As we walk through the 20,000-square-foot expanse of brick-arched passageways, the exposed dirt floors crunching under our feet, Manterfield explains to me that the subterranean chambers are all that remains of Tomlinson Hall, a once sprawling music hall that opened in 1886 and later succumbed to a fire in 1958. (The only above-ground vestige of the original structure is a single archway.) The setting is spooky, but Manterfield is quick to point out that despite the name, the catacombs never held remains – at least not of the human variety.
“See those hooks attached to the archways,” Manterfield says, pointing to the ceiling. “Those were used for hanging meat to dry.” At one time the catacombs served as a convenient way to transport and store goods from the above-ground marketplace during a time when refrigeration wasn’t readily available, Manterfield explains. Another telltale sign of the space’s previous use is a brick-lined pit, which my guide suspects was used to store ice.
As electricity became more prevalent in cities across the United States, the need for subterranean storage faded away. But the underground chambers’ insulation was put to good use at least one more time during the particularly cold winter of 1911-12. The mayor at the time opened up the catacombs as a shelter for the city’s homeless population when weather conditions got particularly bad.

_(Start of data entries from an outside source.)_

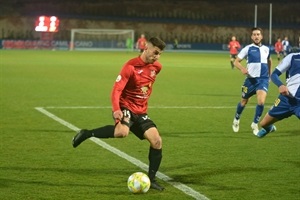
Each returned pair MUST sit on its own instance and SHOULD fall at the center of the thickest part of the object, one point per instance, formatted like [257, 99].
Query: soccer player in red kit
[233, 47]
[141, 43]
[129, 99]
[278, 48]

“It was known as the ‘Mayor’s Pajama Party’,” says Manterfield. “Between 350 and 400 men slept down there during the storm.”
During the 1960s, the local police department used the space as a shooting range, although Manterfield is unaware of any stray bullet holes in the brick and limestone walls. And, due to the catacombs’ sheer eeriness, in the 1980s and 1990s, they were a hot spot for Halloween parties.
I can see why. There’s one spot in the catacombs in particular that piques my interest: a pitch-black alcove in the corner. I ask Manterfield to shine his flashlight into the space, which he does. As I walk inside, he keeps the flashlight pointed straight ahead, so I only can see a portion of the room. Something about it gives me the willies, so I just as quickly step out.
These dark corners and dead ends make the ghost tours led by Craig McCormick, a local architect, each Halloween season particularly popular. But visitors interested in the city’s subterranean history don’t have to wait until October. Tours are available on the first and third Saturdays of each month starting in May. Each 30-minute tour costs $12 per adult or $6 per child and must be purchased in advance.